Gold has recently achieved a new record high, with spot gold reaching $4,224.79 per ounce after touching $4,225.69, and U.S. gold futures for December delivery gaining to $4,239.70. This represents a significant 61% year-to-date surge, primarily fueled by persistent geopolitical and economic uncertainties, expectations of U.S. interest rate cuts, and a U.S. dollar index trading near a one-week low. The weaker dollar makes the metal more attractive to foreign buyers, enhancing its safe-haven appeal.
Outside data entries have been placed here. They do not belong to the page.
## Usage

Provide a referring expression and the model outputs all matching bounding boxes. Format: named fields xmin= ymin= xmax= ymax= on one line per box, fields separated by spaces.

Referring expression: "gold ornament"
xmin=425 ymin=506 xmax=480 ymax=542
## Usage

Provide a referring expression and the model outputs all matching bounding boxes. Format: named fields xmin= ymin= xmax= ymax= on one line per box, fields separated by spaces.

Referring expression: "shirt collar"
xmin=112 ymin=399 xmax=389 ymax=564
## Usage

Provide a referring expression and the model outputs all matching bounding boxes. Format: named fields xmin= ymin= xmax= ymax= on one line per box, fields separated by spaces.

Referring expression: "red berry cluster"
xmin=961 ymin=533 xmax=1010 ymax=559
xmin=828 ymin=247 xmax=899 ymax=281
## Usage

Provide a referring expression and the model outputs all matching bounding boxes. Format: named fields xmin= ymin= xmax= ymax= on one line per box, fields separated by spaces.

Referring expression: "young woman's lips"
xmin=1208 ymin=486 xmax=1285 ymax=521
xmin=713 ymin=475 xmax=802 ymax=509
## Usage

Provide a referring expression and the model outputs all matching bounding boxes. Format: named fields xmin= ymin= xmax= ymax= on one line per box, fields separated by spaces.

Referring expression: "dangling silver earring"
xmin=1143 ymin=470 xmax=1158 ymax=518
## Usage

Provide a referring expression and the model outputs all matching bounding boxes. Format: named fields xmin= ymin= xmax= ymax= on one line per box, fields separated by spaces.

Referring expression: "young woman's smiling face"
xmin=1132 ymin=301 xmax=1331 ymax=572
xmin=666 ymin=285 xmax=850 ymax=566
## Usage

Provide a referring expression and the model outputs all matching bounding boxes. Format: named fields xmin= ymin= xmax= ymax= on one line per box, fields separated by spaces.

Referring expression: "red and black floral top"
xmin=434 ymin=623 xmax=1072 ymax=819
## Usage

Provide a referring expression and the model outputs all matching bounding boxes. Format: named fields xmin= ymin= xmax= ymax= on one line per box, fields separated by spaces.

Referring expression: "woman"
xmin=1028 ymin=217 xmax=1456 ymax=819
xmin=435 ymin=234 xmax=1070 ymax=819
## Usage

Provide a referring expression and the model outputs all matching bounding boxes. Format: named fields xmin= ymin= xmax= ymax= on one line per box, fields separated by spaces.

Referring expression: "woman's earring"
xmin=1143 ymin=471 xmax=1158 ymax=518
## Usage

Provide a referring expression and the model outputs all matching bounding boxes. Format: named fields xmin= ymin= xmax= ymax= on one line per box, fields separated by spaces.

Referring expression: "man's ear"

ANZ forecasts continued upward momentum, projecting gold to reach $4,400 per ounce by year-end 2025 and peak near $4,600 by June 2026. This bullish outlook is underpinned by ongoing concerns regarding the Federal Reserve's independence, political uncertainty, trade tariffs, geopolitical tensions, and ballooning global debts, which are expected to sustain strategic investment interest. Silver is also anticipated to benefit, with ANZ projecting it to reach $57.50 per ounce by mid-2026. However, ANZ cautions that a potential decline in gold prices is expected in the second half of 2026 as the U.S. Federal Reserve concludes its easing cycle. Key downside risks include a more hawkish-than-expected Fed stance or stronger U.S. economic growth, which could diminish gold's safe-haven allure. The overall market sentiment for gold is currently mixed, reflecting this balance between near-term tailwinds and future policy-driven headwinds.